Then there is the haptics. Many reportage/sport/(... anything really) lens, say a EF 70-200, have about 1/3 to 1/2 rotation from min focus to infinity. This is convenient because one can adjust focus to anywhere without taking the hand off the ring or distorting the arm desperately. Macro is an exception that needs particularly fine control over focus so priorities are different there.

Finally, I am unsure to which degree this discussion applies to portraits. My models are mostly alive (some are cold though so I am not sure) and move so my MF keeper rate with reasonable close subjects at 85@1.4 is low (stationary objects tend to be fine). I'd be interested to hear the experience of others on this.

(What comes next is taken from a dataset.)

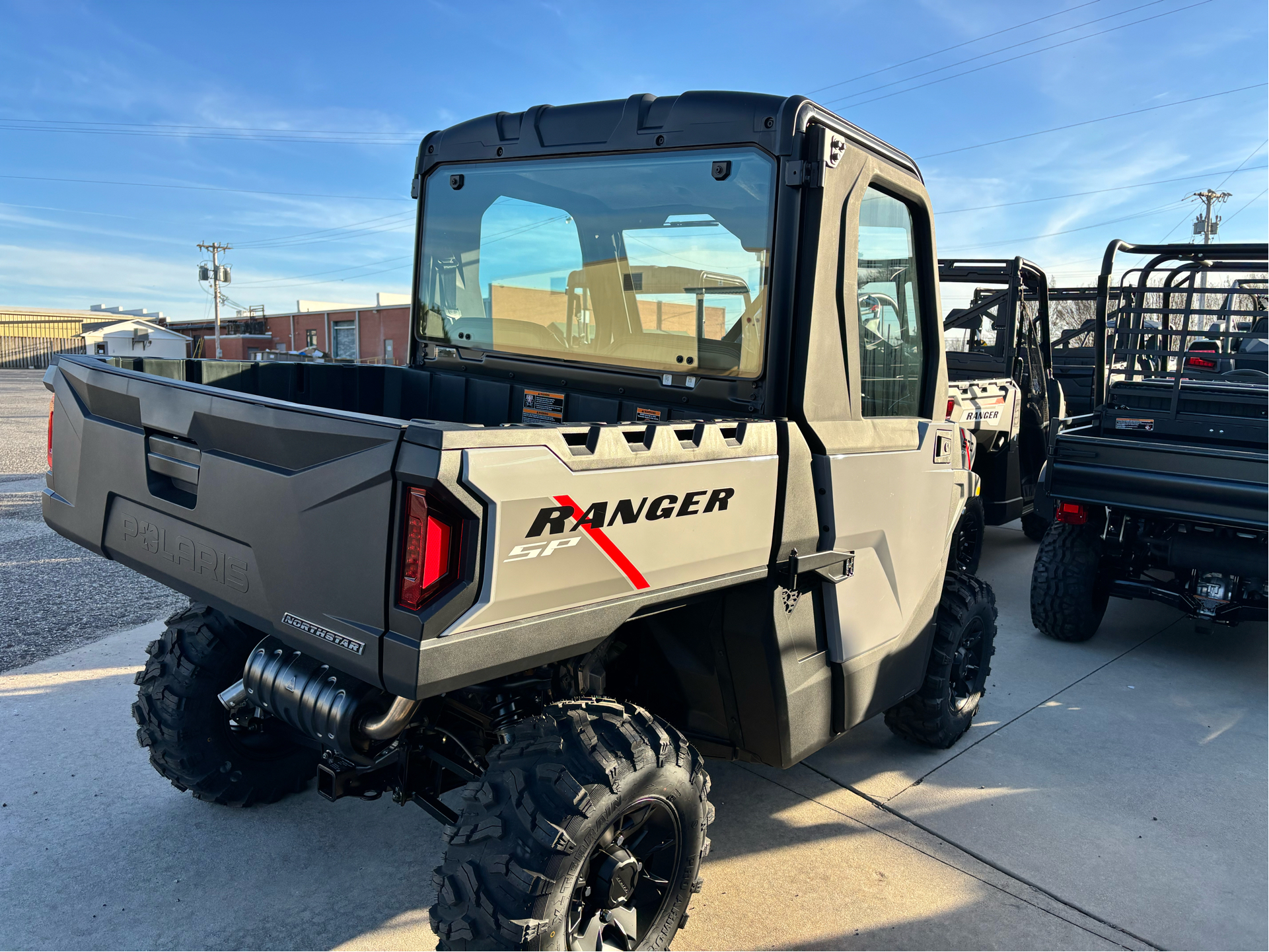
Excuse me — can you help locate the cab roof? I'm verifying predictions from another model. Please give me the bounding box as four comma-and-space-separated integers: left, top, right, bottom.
415, 91, 922, 180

A) Yes, it is possible to have more than 360° degree rotation, but only if focus ring moves freely without hard stops and only if there is a solution for distance scale to encompass more than full circle (e.g. using OLED display such as Batis lenses or new Canon 70-300 lens). With MF lenses with physical focusing ring (meaning there is no uncoupling like with USM lenses) and physical hard stops, you can't really have more than 352° mentioned above.

B) This was my main point as many lenses have rather short focus throw (90-120°) for ease of use with one hand without needing to reposition. I have only a brief few hours experience with 85/1.2L II, so I can't really recall focus throw distance. However with its implementation of focusing systém, it's actually very problematic switching between AF and MF and since there is no FTM, I guesstimate that 95% or more users have that lens on AF all the time and don't bother with focus by wire unless very specific scenario.

C) I can see what you mean. My four months old son is a real challenge when it comes to manually focusing my 85/1.4 Planar lens on 1-2 metres distance. Keeper rate is rather low unfortunately :(

C - sounds like the perfect model. Best of luck!